The UN was created to provide a venue for member states to engage in diplomacy together, honoring the sovereignty of each member. This system, like so many colonial governments, is based upon the Doctrine of Discovery. In international public law, when the definition terra nullius (empty land) is given to a land, it can legally legitimize its occupation and acquisition of sovereignty by another nation, under the Doctrine of Discovery, which the International Court of Justice has approved as a legal method of acquisition of territory2.

What we need in the international arena is a body with authority so that communities who are victimized by their own governments are able to seek redress and repair. Perhaps the Victim’s Voice App is a small step toward realizing this goal.
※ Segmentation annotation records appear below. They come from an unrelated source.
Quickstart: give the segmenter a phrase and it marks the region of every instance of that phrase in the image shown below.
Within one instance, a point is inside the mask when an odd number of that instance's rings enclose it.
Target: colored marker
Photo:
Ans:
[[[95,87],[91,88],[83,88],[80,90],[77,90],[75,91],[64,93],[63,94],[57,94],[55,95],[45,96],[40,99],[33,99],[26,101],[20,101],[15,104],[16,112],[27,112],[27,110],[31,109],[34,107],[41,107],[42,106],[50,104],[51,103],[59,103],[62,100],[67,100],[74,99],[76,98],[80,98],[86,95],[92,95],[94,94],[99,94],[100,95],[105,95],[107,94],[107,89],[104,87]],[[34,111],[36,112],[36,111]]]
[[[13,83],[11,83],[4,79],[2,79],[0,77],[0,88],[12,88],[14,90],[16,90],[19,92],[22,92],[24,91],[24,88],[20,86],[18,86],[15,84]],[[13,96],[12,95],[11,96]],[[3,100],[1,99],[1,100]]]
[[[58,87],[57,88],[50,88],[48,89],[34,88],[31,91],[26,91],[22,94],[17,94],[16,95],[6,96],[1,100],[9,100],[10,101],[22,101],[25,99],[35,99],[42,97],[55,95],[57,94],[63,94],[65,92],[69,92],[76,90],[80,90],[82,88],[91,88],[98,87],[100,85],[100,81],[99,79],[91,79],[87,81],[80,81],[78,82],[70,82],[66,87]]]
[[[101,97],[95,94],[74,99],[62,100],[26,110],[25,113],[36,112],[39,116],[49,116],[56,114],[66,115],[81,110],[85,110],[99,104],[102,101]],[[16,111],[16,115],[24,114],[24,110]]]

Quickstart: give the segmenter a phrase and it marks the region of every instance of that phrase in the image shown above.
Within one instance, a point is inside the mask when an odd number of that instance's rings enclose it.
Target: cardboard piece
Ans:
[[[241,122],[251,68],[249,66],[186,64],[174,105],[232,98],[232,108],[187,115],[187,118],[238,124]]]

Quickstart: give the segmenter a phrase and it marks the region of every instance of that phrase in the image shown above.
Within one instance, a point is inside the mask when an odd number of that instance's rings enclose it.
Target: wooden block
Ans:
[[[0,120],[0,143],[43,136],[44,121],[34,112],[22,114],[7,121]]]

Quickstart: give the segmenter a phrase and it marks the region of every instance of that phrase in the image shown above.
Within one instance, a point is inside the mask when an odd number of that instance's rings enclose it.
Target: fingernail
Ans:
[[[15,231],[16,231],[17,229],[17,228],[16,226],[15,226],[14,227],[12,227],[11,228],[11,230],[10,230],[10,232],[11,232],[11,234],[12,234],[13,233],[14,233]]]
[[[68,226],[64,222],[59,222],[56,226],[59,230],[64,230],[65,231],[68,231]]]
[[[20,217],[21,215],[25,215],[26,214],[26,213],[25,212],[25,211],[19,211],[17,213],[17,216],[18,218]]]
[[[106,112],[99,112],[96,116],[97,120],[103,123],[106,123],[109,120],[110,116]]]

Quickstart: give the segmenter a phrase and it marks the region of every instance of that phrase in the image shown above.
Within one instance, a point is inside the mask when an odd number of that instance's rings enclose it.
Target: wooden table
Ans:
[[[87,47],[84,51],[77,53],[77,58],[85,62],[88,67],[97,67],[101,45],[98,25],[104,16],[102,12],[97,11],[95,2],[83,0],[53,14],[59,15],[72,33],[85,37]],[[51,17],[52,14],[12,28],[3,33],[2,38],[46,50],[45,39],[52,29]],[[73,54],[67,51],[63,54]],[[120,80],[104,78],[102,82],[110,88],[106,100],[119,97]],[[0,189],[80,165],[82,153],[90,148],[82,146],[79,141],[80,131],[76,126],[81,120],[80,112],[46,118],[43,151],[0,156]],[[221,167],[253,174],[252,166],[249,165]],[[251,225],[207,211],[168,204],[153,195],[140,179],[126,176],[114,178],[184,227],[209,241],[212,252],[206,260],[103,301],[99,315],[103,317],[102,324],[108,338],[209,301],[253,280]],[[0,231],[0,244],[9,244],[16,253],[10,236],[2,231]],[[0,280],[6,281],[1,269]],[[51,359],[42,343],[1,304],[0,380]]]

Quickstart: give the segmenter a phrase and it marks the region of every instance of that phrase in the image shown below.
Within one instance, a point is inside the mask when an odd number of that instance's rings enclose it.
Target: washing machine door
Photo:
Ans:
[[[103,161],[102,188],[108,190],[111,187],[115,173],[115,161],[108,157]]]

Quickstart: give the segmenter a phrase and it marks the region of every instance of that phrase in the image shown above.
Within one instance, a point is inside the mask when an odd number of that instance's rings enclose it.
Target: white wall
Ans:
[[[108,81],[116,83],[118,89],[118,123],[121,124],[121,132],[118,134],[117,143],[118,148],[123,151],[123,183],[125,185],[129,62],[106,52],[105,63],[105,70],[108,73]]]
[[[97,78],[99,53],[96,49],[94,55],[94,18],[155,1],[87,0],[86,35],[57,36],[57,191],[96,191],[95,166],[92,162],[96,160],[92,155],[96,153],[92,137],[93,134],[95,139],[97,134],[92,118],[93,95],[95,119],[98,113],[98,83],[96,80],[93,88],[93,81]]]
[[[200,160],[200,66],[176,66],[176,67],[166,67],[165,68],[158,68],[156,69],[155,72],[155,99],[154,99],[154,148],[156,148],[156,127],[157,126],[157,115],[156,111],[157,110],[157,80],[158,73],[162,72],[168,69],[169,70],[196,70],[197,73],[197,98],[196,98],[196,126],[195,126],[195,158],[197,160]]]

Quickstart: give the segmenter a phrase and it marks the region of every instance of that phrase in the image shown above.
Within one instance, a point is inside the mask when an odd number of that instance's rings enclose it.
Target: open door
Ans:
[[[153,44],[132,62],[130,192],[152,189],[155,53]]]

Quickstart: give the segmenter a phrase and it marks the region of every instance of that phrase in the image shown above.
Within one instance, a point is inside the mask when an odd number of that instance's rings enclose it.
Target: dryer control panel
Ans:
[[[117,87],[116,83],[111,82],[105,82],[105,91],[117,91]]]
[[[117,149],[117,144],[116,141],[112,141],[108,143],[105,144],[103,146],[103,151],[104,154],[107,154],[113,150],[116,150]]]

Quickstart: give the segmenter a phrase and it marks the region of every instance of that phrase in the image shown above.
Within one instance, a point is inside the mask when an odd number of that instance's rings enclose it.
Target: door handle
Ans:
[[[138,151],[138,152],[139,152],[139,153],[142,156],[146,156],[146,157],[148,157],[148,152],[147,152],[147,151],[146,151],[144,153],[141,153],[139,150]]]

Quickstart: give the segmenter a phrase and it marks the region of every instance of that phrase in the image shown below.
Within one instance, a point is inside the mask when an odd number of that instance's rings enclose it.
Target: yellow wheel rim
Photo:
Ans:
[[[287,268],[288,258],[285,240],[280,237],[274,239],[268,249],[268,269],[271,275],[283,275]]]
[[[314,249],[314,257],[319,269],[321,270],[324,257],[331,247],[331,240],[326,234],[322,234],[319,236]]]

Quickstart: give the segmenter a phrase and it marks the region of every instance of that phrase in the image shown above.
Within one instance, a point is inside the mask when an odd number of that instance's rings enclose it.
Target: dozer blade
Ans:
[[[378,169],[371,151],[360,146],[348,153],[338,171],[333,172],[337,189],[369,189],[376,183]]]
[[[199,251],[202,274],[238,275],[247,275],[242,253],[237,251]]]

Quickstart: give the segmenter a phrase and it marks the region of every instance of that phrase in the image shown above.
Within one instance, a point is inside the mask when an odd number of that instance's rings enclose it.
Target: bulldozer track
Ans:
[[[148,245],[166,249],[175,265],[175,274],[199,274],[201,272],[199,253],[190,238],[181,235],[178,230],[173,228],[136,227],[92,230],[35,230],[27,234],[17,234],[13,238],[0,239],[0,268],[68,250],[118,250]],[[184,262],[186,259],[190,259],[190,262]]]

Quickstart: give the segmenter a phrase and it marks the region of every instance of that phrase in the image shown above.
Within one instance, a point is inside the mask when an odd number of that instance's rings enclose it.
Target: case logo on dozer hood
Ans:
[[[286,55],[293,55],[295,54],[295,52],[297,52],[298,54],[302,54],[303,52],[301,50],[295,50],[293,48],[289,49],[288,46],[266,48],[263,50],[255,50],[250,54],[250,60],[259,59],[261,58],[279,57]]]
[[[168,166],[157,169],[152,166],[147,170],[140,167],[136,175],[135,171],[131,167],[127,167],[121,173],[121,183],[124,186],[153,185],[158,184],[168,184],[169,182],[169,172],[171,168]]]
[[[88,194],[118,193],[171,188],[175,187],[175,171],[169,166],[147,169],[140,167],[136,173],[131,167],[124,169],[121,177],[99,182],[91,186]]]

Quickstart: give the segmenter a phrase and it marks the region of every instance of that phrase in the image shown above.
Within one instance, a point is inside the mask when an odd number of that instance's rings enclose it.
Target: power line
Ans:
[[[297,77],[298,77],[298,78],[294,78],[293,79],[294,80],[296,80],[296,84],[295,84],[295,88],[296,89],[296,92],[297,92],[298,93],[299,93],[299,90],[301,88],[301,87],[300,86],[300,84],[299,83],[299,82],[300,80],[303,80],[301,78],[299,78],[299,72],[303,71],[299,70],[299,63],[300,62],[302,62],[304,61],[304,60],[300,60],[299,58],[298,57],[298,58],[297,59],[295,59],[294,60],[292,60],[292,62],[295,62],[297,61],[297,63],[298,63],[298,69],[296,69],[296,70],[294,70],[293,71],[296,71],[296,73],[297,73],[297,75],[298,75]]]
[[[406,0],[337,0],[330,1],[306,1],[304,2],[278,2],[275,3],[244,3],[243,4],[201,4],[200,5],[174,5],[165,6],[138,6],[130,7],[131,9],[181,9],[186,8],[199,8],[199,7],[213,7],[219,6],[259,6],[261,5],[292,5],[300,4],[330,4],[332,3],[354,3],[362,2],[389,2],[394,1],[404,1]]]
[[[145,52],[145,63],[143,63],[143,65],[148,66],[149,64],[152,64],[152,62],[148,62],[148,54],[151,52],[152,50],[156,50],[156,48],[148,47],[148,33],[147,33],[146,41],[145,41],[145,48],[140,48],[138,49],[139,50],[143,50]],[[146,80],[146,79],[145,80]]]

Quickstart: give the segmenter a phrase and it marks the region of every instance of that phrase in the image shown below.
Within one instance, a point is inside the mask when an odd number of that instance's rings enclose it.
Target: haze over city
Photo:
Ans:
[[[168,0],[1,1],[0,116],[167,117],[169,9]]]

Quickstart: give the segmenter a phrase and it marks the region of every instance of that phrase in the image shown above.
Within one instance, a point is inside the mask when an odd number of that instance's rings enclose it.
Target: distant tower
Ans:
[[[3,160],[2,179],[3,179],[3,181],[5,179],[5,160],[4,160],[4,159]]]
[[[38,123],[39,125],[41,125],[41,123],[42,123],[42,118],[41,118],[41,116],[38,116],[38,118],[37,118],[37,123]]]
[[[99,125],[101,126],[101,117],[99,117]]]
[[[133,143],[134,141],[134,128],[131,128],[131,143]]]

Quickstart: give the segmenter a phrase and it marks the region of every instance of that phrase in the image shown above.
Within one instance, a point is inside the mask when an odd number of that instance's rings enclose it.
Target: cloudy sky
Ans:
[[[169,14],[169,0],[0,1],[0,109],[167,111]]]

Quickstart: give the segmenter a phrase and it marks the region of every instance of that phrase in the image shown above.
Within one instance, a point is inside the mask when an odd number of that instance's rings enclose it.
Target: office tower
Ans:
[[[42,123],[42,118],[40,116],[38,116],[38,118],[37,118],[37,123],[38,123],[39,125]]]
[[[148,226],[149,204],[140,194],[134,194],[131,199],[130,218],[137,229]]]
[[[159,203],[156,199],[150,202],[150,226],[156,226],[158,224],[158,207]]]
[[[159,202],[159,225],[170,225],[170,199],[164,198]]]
Sarah Augustine profile photo

Sarah Augustine, who is a Pueblo (Tewa) descendant, is co- founder and Executive Director of the Coalition to Dismantle the Doctrine of Discovery. She is also the co-founder of Suriname Indigenous Health Fund (SIHF), where she has worked in relationship with vulnerable Indigenous Peoples since 2005. She is a columnist for Anabaptist World, and co-hosts the Dismantling the Doctrine of Discovery podcast with Sheri Hostetler.

Footnotes

1Including, but not limited to: the InterAmerican Commission on Human Rights, the Inter-American Development Bank’s board of governors, the United States Treasury, which provides authority to the Inter-American Development Bank, the World Health Organization (with a specific request to trigger the Adelaide Accord/Health in all Policies), the G-20 health summit, and the International Red Cross. The United Nations Mechanisms Dan has petitioned are listed in the body of the article.